''Bu milletin yakın zamana kadar kendisine mahsus bir adı yoktu. Tanzimatçılar ona, ''Sen yalnız Osmanlısın. Sakın başka milletlere bakarak sen de milli bir ad isteme! Milli bir ad istediğin dakikada Osmanlı İmparatorluğu`nun yıkılmasına sebep olursun" demişlerdi. Zavallı Türk , vatanımı kaybederim korkusu ile 'Vallahi Türk değilim. Osmanlılıktan başka hiçbir içtimai zümreye mensup değilim' demeye mecbur edilmişti.'' (s.34)
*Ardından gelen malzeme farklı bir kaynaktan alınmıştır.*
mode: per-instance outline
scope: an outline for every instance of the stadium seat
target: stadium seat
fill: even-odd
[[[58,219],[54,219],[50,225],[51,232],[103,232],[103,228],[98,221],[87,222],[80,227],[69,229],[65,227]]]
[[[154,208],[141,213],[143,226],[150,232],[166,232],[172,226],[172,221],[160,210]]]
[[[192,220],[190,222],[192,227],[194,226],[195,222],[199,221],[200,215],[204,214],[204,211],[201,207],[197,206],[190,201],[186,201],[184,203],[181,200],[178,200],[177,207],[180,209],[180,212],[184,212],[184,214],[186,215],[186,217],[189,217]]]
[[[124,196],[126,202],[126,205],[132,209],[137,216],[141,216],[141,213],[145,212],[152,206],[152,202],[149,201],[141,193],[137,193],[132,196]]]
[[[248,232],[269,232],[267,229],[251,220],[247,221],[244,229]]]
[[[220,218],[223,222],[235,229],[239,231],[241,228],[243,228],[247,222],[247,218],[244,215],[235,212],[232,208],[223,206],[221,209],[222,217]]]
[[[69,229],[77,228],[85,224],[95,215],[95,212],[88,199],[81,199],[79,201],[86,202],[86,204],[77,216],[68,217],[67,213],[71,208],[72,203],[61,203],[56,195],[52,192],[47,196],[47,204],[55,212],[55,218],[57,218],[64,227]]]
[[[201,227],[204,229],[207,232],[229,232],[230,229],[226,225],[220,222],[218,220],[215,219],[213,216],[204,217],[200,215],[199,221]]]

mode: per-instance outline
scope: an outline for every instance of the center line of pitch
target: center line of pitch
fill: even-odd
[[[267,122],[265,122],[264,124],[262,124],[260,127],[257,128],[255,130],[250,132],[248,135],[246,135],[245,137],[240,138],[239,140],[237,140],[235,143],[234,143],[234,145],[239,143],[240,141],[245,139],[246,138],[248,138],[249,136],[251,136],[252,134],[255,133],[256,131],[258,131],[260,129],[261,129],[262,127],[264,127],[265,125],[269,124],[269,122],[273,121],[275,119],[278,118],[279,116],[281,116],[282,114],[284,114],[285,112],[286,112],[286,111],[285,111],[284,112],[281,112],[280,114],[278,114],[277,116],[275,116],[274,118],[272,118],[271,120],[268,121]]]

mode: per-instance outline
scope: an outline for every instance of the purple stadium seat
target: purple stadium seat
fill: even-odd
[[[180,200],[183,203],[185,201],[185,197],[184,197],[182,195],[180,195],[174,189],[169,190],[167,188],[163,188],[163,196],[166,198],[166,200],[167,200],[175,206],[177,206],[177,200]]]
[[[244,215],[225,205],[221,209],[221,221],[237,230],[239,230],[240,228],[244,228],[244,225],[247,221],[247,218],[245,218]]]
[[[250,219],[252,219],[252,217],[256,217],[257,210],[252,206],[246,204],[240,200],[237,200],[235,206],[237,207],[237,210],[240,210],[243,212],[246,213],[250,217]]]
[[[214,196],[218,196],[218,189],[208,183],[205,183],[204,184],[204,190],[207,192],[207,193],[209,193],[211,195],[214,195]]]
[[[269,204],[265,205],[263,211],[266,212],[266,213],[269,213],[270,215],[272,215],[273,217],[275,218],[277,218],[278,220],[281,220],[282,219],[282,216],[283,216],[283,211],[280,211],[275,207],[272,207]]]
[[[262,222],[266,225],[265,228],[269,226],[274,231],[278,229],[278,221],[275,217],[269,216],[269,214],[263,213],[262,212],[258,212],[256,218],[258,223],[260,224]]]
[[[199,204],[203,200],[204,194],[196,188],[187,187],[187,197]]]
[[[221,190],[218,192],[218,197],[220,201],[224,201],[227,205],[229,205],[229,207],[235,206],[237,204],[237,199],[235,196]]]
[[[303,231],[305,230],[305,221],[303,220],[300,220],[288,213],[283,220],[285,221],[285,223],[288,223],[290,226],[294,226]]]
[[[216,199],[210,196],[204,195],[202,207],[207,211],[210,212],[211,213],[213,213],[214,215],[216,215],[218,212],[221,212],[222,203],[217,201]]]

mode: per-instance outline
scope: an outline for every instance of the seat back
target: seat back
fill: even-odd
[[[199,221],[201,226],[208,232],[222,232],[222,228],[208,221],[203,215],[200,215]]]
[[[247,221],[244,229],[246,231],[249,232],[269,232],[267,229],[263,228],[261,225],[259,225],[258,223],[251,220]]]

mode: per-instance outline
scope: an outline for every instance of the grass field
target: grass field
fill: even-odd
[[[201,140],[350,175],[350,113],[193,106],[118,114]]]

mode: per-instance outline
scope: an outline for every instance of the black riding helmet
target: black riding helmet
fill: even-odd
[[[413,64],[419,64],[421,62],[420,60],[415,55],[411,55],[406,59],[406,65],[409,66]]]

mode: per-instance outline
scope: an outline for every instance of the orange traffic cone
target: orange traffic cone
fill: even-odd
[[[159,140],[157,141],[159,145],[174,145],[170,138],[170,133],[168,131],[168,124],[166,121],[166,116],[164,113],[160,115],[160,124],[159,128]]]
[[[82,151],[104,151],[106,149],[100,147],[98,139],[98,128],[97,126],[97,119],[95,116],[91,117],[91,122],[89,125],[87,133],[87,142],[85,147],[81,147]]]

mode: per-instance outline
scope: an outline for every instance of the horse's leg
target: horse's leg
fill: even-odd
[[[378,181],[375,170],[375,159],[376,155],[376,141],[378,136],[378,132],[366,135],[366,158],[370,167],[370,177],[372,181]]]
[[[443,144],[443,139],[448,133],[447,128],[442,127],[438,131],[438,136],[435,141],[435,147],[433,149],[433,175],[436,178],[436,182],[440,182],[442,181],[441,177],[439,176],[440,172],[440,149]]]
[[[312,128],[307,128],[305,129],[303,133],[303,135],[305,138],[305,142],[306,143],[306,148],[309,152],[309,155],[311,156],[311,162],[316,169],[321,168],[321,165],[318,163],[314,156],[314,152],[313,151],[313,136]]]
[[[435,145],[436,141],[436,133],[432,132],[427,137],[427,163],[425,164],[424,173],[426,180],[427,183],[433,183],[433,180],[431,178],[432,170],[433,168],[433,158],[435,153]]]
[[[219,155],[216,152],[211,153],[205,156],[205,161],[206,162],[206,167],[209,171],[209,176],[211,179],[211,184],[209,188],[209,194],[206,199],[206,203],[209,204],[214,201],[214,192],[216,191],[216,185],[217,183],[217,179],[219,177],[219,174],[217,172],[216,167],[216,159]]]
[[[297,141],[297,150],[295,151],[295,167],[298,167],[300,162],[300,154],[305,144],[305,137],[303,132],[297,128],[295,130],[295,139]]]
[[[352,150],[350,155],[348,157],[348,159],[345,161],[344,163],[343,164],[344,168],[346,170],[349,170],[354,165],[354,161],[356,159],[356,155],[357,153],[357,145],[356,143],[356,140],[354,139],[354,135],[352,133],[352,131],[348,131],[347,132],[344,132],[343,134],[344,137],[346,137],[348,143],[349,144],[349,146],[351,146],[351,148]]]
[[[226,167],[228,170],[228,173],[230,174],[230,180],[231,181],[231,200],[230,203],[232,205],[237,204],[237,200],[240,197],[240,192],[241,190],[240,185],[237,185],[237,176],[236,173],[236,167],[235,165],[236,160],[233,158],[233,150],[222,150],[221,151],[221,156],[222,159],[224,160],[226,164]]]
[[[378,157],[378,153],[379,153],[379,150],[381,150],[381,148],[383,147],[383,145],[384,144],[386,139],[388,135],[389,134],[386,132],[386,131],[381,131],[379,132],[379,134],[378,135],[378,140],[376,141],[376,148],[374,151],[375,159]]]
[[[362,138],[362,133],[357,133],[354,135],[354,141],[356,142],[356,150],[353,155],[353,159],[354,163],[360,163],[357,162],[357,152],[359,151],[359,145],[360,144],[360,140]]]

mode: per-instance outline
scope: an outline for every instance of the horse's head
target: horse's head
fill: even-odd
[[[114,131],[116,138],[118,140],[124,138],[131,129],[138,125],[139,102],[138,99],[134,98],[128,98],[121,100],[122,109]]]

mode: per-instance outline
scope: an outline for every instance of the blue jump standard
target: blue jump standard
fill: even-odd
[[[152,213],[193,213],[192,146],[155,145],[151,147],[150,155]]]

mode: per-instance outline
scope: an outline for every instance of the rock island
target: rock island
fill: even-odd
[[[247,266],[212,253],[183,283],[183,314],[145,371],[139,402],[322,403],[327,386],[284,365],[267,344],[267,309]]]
'' Osmanlı İmparatorluğu genişledikçe , yüzlerce milletleri siyasi dairesine aldıkça idare edenlerle idare olunanlar iki ayrı sınıf haline geliyorlardı. İdare eden bütün kozmopolitler Osmanlı sınıfını, idare olunan Türkler de Türk sınıfını teşkil ediyorlardı. Bu iki sınıf birbirini sevmezdi. Osmanlı sınıfı kendini millet-i hakime ( egemen ulus ) suretinde görür, idare ettiği Türklere millet-i mahkure ( aşağı ulus ) nazarı ile bakardı. Osmanlı Türk`e daima eşek Türk derdi... Türkler arasında Kızılbaşlığın zuhuru bile bu ayrılıkla izah olunabilir... O tarihteki halk şeyhleri , Türklerin o zamanki mazlumiyetini vaktiyle Ehl-i Beyt`in uğramış olduğu mazlumiyete benzetiyorlardı. (s.27)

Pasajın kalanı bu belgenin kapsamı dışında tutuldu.